名将に軍師あり。天下人・秀吉には「両兵衛」がいた。すなわち,竹中半兵衛,黒田官兵衛である。うち官兵衛は関ヶ原を生き抜くまで命を永らえるが,半兵衛は天下統一前に若くして没する。胸の病だったという。三木城包囲戦の最中のことである。
三木市平井に「竹中半兵衛重治墓」がある。地元の方によって大切に守られている。
体調を崩した半兵衛は,秀吉の勧めにより京都で転地療養するものの,固着した戦況を心配し再びこの地へ戻る。臨終に際し,半兵衛は秀吉の人となりを語り,将来の「天下人」を予言して息を引き取ったという。
三木市志染町安福田の栄運寺の前の山にも「竹中半兵衛の墓」がある。整備されてはいないが古色蒼然としたところがよい。
他にも岐阜県不破郡垂井町の禅幢寺(竹中氏の菩提寺),東近江市能登川町川南(子孫の居住地)の浄土寺にも墓所があるそうだ。

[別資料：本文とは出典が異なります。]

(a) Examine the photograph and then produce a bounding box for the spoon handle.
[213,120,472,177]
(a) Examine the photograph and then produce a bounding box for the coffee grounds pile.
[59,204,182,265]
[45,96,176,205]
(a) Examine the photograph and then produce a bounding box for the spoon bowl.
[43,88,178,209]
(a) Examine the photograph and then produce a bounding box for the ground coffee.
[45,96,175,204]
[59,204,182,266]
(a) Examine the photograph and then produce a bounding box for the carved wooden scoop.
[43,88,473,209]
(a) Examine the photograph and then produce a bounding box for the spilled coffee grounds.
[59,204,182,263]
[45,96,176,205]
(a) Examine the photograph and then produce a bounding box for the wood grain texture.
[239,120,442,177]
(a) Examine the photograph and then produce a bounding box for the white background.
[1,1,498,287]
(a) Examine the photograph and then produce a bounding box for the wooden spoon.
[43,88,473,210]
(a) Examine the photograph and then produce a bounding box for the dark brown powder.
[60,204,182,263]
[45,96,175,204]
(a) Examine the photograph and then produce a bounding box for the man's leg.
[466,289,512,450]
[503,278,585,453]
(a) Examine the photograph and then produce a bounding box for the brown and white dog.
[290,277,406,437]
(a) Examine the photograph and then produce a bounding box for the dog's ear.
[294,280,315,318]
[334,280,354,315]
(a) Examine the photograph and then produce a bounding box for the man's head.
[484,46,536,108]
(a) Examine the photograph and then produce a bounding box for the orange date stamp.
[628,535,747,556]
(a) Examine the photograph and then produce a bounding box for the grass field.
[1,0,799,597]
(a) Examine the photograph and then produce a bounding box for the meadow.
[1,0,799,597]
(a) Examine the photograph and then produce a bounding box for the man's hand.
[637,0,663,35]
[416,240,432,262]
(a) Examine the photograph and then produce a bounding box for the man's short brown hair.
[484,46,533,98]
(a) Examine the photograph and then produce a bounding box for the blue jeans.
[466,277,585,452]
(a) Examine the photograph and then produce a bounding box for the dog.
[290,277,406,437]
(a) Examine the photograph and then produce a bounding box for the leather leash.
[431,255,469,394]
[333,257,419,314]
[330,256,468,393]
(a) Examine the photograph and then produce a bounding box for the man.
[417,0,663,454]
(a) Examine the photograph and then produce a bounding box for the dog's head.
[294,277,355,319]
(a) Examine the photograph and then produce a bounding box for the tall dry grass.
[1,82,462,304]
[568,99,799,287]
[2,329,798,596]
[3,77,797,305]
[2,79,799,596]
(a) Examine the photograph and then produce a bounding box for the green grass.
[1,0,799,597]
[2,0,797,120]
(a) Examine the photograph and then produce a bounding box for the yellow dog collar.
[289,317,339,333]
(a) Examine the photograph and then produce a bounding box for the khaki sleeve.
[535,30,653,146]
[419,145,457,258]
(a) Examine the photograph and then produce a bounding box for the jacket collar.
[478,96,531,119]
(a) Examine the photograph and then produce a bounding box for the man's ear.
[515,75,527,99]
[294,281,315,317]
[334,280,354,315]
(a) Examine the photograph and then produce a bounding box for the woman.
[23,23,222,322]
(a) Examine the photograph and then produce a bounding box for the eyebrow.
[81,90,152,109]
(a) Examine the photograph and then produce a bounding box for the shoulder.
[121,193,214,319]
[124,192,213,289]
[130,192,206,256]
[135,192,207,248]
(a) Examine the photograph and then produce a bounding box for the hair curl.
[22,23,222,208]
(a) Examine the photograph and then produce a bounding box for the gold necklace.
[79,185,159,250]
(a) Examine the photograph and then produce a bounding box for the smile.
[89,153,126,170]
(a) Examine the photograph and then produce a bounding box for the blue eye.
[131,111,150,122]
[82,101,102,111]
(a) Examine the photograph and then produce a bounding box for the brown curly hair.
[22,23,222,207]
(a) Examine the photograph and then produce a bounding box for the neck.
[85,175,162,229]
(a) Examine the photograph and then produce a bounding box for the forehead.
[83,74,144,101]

三木市平井の墓では,天保年間に儒者・山田翠雨が詠じた漢詩が紹介されていた。
三軍誰不欽英風(秀吉の大軍は皆,半兵衛公を慕っていた)
力病猶従征戦中(病に侵されながら戦場に出る)
只猴郎唱功業大(猿面の如き秀吉が自ら功績を唱えているが)
何知籌策出干公(半兵衛公の策であったことを人は知っているだろうか)
また,同墓所には平成18年の大河ドラマ「功名が辻」の放映を記念して,参拝用品の収納庫が設置されていた。江戸時代の軍記物以来,伝説の軍師の人気は現在も続いている。